The REST Proxy API Reference describes the complete API in
detail, but we will highlight some key interactions here. First, you will want
to produce data to Kafka. To do so, construct a POST
request to the
/topics/{topicName}
resource including the schema for the data (plain
integers in this example) and a list of records, optionally including the
partition for each record.
POST /topics/test HTTP/1.1
Host: kafkaproxy.example.com
Content-Type: application/vnd.kafka.avro.v1+json
Accept: application/vnd.kafka.v1+json, application/vnd.kafka+json, application/json
{
"value_schema": "{\"name\":\"int\",\"type\": \"int\"}"
"records": [
{
"value": 12
},
{
"value": 24,
"partition": 1
}
]
}
Note that REST Proxy relies on content type information to properly convert data
to Avro, so you must specify the Content-Type
header. The response
includes the same information you would receive from the Java clients API about
the partition and offset of the published data (or errors in case of
failure). Additionally, it includes the schema IDs it registered or looked up in
Schema Registry.
HTTP/1.1 200 OK
Content-Type: application/vnd.kafka.v1+json
{
"key_schema_id": null,
"value_schema_id": 32,
"offsets": [
{
"partition": 2,
"offset": 103
},
{
"partition": 1,
"offset": 104
}
]
}
In future requests, you can use this schema ID instead of the full schema,
reducing the overhead for each request. You can also produce data to specific
partitions using a similar request format with the
/topics/{topicName}/partitions/{partition}
endpoint.
To achieve good throughput, it is important to batch your produce requests so that each HTTP request contains many records. Depending on durability and latency requirements, this can be as simple as maintaining a queue of records and only send a request when the queue has reached a certain size or a timeout is triggered.
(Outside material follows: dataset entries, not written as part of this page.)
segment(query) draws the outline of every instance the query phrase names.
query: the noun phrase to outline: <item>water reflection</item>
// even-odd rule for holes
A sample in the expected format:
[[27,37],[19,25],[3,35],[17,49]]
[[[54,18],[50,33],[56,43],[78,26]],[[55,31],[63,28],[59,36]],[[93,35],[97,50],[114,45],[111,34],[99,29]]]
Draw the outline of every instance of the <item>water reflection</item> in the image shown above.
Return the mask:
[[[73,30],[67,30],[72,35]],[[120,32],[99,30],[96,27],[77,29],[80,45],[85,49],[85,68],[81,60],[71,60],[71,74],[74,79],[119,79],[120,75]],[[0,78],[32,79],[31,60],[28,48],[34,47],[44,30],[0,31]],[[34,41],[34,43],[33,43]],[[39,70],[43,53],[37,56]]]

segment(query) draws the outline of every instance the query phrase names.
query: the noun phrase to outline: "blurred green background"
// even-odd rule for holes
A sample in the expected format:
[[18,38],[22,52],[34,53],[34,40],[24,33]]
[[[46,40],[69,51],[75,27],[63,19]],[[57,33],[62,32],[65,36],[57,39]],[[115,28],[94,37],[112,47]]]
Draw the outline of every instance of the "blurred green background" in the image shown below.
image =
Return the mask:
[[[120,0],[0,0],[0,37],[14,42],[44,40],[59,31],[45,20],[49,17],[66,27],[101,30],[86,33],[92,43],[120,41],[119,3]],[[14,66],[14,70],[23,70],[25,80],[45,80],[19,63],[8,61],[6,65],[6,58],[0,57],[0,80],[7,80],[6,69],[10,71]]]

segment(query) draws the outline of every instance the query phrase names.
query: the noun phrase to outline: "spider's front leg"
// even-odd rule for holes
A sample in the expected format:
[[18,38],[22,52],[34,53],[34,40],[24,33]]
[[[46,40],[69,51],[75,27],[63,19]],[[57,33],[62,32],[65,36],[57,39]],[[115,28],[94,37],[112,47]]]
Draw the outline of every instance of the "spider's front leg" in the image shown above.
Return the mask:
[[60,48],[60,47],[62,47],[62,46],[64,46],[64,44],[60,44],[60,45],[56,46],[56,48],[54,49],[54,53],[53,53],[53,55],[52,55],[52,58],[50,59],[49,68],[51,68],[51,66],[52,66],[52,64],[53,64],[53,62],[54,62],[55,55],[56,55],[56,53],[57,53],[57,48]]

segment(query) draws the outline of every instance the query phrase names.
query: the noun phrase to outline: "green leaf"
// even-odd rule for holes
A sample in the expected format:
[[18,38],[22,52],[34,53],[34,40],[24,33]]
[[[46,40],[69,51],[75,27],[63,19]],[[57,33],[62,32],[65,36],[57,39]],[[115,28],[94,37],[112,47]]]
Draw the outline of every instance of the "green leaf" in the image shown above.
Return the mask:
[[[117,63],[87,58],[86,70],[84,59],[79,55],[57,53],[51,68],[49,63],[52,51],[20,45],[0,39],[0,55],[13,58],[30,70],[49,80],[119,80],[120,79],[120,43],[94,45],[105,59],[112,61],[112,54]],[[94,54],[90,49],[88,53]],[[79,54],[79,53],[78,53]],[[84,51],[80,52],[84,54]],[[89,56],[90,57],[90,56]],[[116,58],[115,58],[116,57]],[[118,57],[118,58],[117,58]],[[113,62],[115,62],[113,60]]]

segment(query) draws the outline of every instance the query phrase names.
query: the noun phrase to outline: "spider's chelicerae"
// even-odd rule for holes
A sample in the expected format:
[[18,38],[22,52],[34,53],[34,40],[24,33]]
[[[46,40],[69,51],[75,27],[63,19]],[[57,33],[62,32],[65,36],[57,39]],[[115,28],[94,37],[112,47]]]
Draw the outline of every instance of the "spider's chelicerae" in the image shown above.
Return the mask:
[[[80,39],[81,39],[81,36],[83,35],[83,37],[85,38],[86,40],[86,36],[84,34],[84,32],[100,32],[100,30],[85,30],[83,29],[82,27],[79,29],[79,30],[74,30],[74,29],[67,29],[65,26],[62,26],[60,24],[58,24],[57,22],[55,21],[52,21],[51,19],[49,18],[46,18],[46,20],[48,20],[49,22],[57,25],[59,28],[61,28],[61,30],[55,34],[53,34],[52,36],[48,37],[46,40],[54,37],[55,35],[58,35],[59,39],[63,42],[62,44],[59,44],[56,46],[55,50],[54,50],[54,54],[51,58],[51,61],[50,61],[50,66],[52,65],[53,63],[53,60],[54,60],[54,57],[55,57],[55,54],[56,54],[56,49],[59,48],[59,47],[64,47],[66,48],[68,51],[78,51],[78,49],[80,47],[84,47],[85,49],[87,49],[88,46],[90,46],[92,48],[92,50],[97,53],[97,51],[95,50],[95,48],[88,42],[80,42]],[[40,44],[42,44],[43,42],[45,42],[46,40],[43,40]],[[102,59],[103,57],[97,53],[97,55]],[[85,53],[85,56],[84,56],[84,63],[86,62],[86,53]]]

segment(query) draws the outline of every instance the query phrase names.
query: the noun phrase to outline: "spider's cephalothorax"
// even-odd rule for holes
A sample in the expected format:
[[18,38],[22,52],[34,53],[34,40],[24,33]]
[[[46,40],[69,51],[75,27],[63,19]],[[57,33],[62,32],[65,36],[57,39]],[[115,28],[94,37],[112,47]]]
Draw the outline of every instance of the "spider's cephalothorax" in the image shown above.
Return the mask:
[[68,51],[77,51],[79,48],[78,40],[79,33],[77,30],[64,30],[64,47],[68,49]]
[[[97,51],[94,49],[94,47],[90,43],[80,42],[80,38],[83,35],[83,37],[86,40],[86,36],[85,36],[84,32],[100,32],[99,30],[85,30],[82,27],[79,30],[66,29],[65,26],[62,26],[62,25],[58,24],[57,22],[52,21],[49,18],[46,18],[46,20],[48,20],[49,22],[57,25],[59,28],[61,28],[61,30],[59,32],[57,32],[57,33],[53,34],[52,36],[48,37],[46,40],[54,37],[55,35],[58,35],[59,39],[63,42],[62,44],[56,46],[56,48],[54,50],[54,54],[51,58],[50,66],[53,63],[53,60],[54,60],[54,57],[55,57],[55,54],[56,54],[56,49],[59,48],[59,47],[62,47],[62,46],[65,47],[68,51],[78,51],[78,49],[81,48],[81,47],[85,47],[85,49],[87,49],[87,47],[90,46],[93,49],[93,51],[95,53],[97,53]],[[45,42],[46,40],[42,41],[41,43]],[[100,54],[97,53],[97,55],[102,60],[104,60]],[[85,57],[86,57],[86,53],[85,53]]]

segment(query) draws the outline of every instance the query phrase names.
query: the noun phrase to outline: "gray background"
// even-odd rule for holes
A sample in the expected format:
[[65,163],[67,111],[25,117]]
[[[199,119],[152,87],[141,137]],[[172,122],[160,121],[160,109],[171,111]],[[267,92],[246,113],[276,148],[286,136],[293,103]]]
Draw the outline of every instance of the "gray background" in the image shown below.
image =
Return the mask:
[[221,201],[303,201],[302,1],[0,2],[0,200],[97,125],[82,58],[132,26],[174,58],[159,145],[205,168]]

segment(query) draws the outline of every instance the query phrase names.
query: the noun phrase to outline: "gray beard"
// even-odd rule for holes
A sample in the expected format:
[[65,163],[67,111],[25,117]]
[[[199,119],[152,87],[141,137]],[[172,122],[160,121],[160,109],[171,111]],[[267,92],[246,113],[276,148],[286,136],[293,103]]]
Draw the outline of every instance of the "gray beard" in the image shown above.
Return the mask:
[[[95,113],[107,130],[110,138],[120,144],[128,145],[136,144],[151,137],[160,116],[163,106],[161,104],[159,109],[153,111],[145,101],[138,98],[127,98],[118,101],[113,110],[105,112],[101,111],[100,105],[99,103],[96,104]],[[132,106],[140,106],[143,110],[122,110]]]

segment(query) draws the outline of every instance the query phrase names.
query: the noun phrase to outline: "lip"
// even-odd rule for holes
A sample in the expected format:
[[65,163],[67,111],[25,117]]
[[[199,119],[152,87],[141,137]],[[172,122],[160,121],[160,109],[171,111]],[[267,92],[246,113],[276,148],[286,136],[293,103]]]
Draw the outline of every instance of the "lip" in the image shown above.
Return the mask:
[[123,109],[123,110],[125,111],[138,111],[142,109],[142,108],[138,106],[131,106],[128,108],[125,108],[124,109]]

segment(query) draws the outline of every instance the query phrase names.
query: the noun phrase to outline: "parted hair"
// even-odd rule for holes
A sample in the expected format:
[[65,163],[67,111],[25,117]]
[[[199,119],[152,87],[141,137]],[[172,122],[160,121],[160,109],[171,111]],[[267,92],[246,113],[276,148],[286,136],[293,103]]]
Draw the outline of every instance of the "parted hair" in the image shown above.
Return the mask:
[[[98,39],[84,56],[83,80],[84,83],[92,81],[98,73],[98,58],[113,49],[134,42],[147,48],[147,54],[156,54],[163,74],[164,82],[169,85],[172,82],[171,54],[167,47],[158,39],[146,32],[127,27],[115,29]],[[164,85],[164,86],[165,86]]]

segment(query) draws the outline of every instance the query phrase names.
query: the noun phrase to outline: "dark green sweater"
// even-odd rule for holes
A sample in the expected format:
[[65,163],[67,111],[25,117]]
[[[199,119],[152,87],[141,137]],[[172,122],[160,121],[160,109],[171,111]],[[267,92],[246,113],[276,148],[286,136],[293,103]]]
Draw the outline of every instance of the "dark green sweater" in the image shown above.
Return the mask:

Consuming data is a bit more complex because consumers are stateful. However, it still only requires two API calls to get started. See the API Reference for complete details and examples.
Finally, the API also provides metadata about the cluster, such as the set brokers, list of topics, and per-partition information. However, most applications will not need to use these endpoints.
Note that it is also possible to use non-Java clients developed by the community and manage registration and schema validation manually using the Schema Registry API. However, as this is error-prone and must be duplicated across every application, we recommend using the REST Proxy unless you need features that are not exposed via the REST Proxy.